Jillian Ambrose Energy correspondent 

UK firm’s solar power breakthrough could make world’s most efficient panels by 2021

Oxford PV says tech based on perovskite crystal can generate almost a third more electricity
  
  

Oxford PV’s perovskite-on-silicon solar cell
Oxford PV’s perovskite-on-silicon solar cell surpassed the best performing silicon-only solar cell by reaching a new world record of 27.3% in June 2018. Photograph: Luca Abbiento Www.abbiento.de/Luca Abbiento

British rooftops could be hosting a breakthrough in new solar power technology by next summer, using a crystal first discovered more than 200 years ago to help harness more of the sun’s power.

An Oxford-based solar technology firm hopes by the end of the year to begin manufacturing the world’s most efficient solar panels, and become the first to sell them to the public within the next year.

Oxford PV claims that the next-generation solar panels will be able to generate almost a third more electricity than traditional silicon-based solar panels by coating the panels with a thin layer of a crystal material called perovskite.

The breakthrough would offer the first major step-change in solar power generation since the technology emerged in the 1950s, and could play a major role in helping to tackle the climate crisis by increasing clean energy.

By coating a traditional solar power cell with perovskite a solar panel can increase its power generation, and lower the overall costs of the clean electricity, because the crystal is able to absorb different parts of the solar spectrum than traditional silicon.

Typically a silicon solar cell is able to convert up to about 22% of the available solar energy into electricity. But in June 2018, Oxford PV’s perovskite-on-silicon solar cell surpassed the best performing silicon-only solar cell by reaching a new world record of 27.3%.

The perovskite-coated panels will appear different too. Instead of the blue tint usually associated with traditional silicon panels, Oxford PV’s panels will appear black and blend in better with rooftop slates.

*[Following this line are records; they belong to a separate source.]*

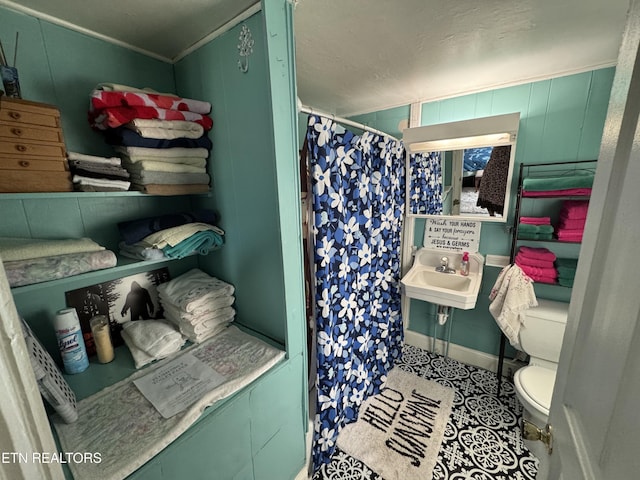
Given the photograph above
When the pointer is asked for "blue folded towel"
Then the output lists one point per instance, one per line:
(200, 242)
(135, 230)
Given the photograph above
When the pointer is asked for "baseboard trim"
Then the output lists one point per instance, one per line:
(460, 353)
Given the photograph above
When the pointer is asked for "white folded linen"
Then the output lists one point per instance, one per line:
(140, 252)
(164, 152)
(19, 248)
(208, 334)
(163, 167)
(93, 158)
(99, 182)
(198, 315)
(165, 129)
(193, 161)
(150, 340)
(194, 289)
(226, 316)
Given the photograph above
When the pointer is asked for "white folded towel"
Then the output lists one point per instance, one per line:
(150, 340)
(226, 315)
(155, 166)
(223, 316)
(164, 152)
(20, 248)
(165, 129)
(208, 334)
(93, 158)
(511, 296)
(194, 289)
(132, 160)
(198, 315)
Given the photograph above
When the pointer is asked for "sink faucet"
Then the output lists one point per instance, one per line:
(444, 266)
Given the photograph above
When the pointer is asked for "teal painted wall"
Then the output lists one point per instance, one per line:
(254, 167)
(242, 166)
(561, 120)
(60, 67)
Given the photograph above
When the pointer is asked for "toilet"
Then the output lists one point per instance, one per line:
(541, 338)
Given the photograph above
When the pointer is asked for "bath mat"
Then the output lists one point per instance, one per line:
(399, 431)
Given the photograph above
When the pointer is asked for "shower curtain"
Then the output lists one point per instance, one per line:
(425, 187)
(358, 201)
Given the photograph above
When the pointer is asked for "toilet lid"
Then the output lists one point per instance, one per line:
(537, 384)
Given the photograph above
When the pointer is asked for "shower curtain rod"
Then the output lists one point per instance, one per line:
(361, 126)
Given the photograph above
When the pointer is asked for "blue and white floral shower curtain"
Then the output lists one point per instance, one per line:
(358, 186)
(425, 187)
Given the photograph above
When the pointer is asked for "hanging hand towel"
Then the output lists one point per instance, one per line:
(511, 296)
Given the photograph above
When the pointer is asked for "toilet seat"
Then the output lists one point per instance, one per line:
(535, 385)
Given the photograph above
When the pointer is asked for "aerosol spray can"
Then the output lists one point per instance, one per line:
(70, 341)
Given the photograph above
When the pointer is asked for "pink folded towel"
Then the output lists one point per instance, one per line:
(578, 192)
(538, 253)
(570, 235)
(571, 224)
(574, 209)
(544, 275)
(536, 220)
(533, 262)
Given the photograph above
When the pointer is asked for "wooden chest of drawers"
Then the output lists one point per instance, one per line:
(32, 152)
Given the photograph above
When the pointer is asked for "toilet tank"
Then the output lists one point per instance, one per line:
(543, 329)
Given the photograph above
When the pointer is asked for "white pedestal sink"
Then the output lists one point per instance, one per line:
(424, 282)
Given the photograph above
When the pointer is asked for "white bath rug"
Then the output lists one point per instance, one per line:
(399, 431)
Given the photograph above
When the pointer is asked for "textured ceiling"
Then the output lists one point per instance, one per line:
(358, 56)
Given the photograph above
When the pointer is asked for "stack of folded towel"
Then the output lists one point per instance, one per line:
(198, 304)
(535, 228)
(161, 137)
(97, 174)
(573, 216)
(170, 236)
(537, 264)
(576, 183)
(566, 271)
(150, 340)
(30, 260)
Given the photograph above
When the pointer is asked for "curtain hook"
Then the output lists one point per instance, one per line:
(245, 48)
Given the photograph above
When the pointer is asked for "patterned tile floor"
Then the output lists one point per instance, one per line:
(482, 440)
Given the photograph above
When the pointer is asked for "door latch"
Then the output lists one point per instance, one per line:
(530, 431)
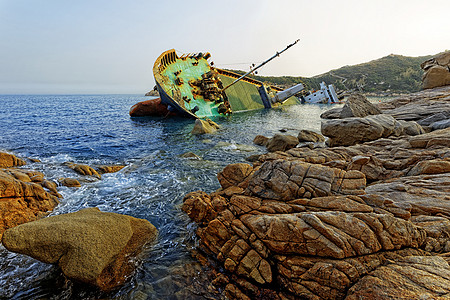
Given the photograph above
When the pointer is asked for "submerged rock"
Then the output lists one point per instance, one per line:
(109, 168)
(9, 160)
(280, 142)
(69, 182)
(260, 140)
(83, 169)
(23, 197)
(90, 246)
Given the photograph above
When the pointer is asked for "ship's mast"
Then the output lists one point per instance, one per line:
(262, 64)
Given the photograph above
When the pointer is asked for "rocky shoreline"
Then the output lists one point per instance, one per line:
(363, 214)
(89, 246)
(367, 218)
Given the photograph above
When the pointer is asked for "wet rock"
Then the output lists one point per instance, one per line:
(235, 175)
(84, 170)
(9, 160)
(99, 250)
(260, 140)
(22, 200)
(69, 182)
(280, 142)
(204, 126)
(310, 136)
(357, 105)
(190, 155)
(333, 113)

The mineral perovskite, also known as the crystal calcium titanate, was first discovered by a Russian mineralogist in the Ural mountains in 1839. In the last 10 years, scientists around the world have been locked in a race to engineer chemical compounds based upon the perovskite crystal structure but that are able to generate more renewable electricity at a lower cost.

Dr Chris Case, the chief technology officer at Oxford PV, said using perovskite represents “a true change” for solar technology, which has remained relatively unchanged since the silicon-based panels developed in the 1950s.

“Silicon has reached its culmination of capability,” he said. “There are residual improvements to be made, and cost of production opportunities, but from a performance standpoint it is at its efficiency limit. The perovskite material is something totally innovative for solar.”

The company won £100,000 of funding from the UK government in 2010, before attracting equity investment from Norwegian oil giant Equinor, Legal & General Capital and the Chinese renewables giant Goldwind.

Frank Averdung, Oxford PV’s chief executive, said the company will be able to steal a march on the first commercially available solar panels which use perovskite to improve solar generation against the company’s rivals.

“There are other companies working on perovskite, of course, and these other companies will eventually have a commercial focus, but none of these companies has the same focus on the combination of silicon and perovskite which we do,” he said.

• This article was amended on 19 August 2020 to better describe perovskite.